Question

4 levels of proteins? Describe with detail the molecular configuration of each level. What molecular and environmental items are required to ensure that proteins are functional?

Answer 1

1. Proteins are polymers formed from sequences of amino acids. The baisc structure of amino acid contains a central carbon atom, amino group (NH3+) at one end, carboxyl group (COO-) at other end and a side chain or R group. This side chain differs in all 20 naturally occuring amino acids. There are four distinct levels of protien structure.

Primary structure: It is the simplest level of protein structure formed of sequence of amino acids in a polypeptide chain. The primary structure mainly consists of peptide bond by which the amino acids are held together in a polypeptide chain. These peptide bonds are formed during protein synthesis. Depending upon the nature of free group at both the ends the two ends of polypeptide chain are referred to as carboxyl terminal (C-terminal) (-COOH)and amino terminal (N-terminal) (-NH2 group). Counting of residues starts from N-terminal as amino group (NH2) is not involved in peptide bond.

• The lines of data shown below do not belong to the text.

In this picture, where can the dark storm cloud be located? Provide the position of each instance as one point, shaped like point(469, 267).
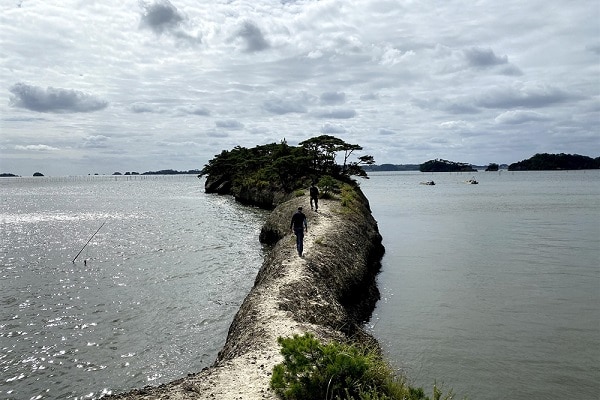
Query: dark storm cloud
point(337, 114)
point(160, 16)
point(333, 98)
point(54, 100)
point(252, 37)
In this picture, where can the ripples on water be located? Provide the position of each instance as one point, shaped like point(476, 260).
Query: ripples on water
point(492, 289)
point(148, 300)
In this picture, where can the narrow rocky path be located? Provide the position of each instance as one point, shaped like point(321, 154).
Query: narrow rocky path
point(247, 375)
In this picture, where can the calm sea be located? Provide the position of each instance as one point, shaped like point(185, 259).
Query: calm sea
point(491, 289)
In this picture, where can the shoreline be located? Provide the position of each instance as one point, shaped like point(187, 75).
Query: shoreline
point(330, 292)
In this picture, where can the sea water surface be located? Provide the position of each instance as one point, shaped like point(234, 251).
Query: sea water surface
point(491, 289)
point(149, 299)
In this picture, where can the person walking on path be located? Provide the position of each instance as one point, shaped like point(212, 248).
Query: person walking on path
point(299, 226)
point(314, 196)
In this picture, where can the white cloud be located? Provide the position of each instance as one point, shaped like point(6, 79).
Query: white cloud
point(330, 129)
point(405, 82)
point(519, 117)
point(36, 147)
point(38, 99)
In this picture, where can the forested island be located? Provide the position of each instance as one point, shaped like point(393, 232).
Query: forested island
point(266, 175)
point(550, 162)
point(299, 334)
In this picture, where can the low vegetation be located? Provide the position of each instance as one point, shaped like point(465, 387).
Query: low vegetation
point(337, 371)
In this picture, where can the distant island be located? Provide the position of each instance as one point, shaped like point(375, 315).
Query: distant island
point(391, 167)
point(161, 172)
point(552, 162)
point(164, 172)
point(445, 166)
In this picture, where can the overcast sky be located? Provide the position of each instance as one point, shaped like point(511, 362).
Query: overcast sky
point(128, 85)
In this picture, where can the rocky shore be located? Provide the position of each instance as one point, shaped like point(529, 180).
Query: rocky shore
point(330, 292)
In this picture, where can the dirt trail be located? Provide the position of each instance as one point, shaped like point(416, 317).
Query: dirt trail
point(247, 375)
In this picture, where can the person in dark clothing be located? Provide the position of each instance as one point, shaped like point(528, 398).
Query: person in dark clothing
point(299, 226)
point(314, 196)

Secondary structure: It is the next level of protein structure formed due to interactions between atoms on the side chains. The two main types of secondary structures are alpha helix and beta pleated sheets. These structures are defined by presence of hydrogen bonds formed between the main peptide group (CO-NH). In alpha helix the hydrogen bonds are formed between carbonyl O of one amino acid and the amino H of the fourth amino acid in the polypeptide chain. Due to this bonding the pilypeptide chain forms helix with 3.6 amino acids at each turn of helix. In beta pleated sheets two or more polypeptide chain line up next to each other. Alpha helix is further divided into right handed and left handed alpha helix. The strands of beta pleated sheets may be parallel (i.e their C-terminal and N-terminal are placed in same direction) and antiparallel (i.e. their C-terminal and N-terminal are placed in opposite direction to each other). Most of the proteins contain both alpha helix and beta pleated sheets in structure while other may contain any one type of secondary structure.

Tertiary structure: Tertiary structure refers to 3-dimensional structure of monomeric or multimeric protein. At this level the alpha helix and beta pleated sheets are folded in compact globular structure. Tertiary structure is primarily due to interaction between the R groups of the amino acids. Non-covalent interactions such as hydrogen bonding, ionic bonding, dipole-dipole interactions and london-dispersion forces drive the foldings in tertiary structure. Disulfide bonds and hydrophobic interactions also play an important role in tertiary structure.

Quaternary structure: The last level of protein organisation quaternary structure is a three dimensional structure made up of aggregation of two or more individual polypeptide chains (subunits) that functions as single functional unit (multimeric). The multimeric structure is stabilized by same non-covalent interactions and disulfide bonds as in tertiary structure. Multimers made of identical subunits are referred to with the prefix homo- and those with different subunits as hetero-.

2. The proteins are functional when they are properly folded. If the protein is unfolded or misfolded they become non-functional. To perform their biological funtions, proteins are folded into one or more spatial conformations driven by non-covalent interactions such as hydrogen bonding, ionic interactions, Van der waals forces and hydrophobic interactions. These bondings stabilize protein structure and make them well adapted for their functions. Change in temperature or pH or exposure to chemicals disrupts these interactions which causes protein to lose its three dimensional structure and converting them into unstructures string of amino acids. High temperature increases kinetic energy as a result the molecules vibrate rapidly and violently thus disrupting hydrogen bonds and non-polar hydrophobic interactions. The presence of high salt in protien solution will disturb the local water structure around the protein thus decreasing the tendency of intermolecular hydrogen bonding and affecting protein solubility, binding, stability and crystallization. Denaturation caused by change in pH affects the chemistry of amino acids. Change in pH cause ionizable groups in amino acids to become ionized. A pH change to more acidic or basic condition can induce unfolding of protein.